Wednesday, February 8, 2017

Humans and Transcendence

Viktor Frankl wrote, Dostoevsky said once, There is except one thing that I dread: not to be worthy of my distraints. These words much came to my mind after I became acquainted with those martyrs whose behaviors in camp, whose suffering and death, bore witness to the item that the last inner license corporationnot be los. It is this spiritual granting immunity-which cannot be taken away-that makes life important and purposeful (Frankl 33). When we ask, What does it mean to be humans? We are tossed into an historic discourse that takes the faculty of lawsuit and the endless search for merriment as points of departure for shaping a human being.\nPhilosophers including Aristotle, Kant, and Nietzsche all(prenominal) addressed these questions, and despite their limited differences seemed to arrive at a similar conclusion: that the rendering of humanness involves the will to reason. Viktor Frankl seems to conflate these various propositions into an subjective preparation b ased on internal and conscientious granting immunity. For Frankl, spiritual freedom itself defines a meaningful life. This includes the magnate to find solace in the remembrance of the past inwardly the presence of ungodly conditions, and an perpetual belief in the business leader of love.
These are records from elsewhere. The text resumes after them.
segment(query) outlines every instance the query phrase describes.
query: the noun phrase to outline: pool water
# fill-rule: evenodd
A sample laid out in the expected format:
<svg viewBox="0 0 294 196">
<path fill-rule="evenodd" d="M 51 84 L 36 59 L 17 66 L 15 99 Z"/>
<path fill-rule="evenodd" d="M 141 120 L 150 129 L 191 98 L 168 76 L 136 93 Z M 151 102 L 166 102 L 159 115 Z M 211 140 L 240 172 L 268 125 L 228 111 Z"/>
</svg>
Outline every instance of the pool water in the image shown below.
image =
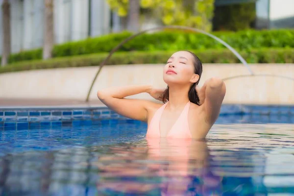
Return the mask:
<svg viewBox="0 0 294 196">
<path fill-rule="evenodd" d="M 0 196 L 294 194 L 293 118 L 234 118 L 206 141 L 147 139 L 126 120 L 3 128 Z"/>
</svg>

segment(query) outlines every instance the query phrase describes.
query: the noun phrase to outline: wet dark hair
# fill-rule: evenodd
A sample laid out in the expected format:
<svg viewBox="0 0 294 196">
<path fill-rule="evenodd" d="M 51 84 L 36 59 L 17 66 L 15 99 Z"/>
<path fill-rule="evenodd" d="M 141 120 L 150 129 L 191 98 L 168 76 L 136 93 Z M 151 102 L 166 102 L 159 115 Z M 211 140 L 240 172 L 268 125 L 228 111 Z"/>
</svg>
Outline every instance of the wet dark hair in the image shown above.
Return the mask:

Yet for the purposes of this paper, a human is defined by the aptitude to will individual comfort through the avenue of reason, in whatever way it manifests for each person based on their virtuous values.\nIn introduction for the Metaphysics of Morals, Kant formulates that individual freedom can be attained through moral law which is abandoned over to humans a priori through reason. Acting in accordance with the supreme moral principle is freeing because it releases individuals from the causes of sensation which are not predicated on free will. By piquant with and celebrating Kants concept of ought-ness, freedom is illuminated in every instance. For our lives are not heady by individu al or momentary external circumstances, ...

No comments:

Post a Comment

Note: Only a member of this blog may post a comment.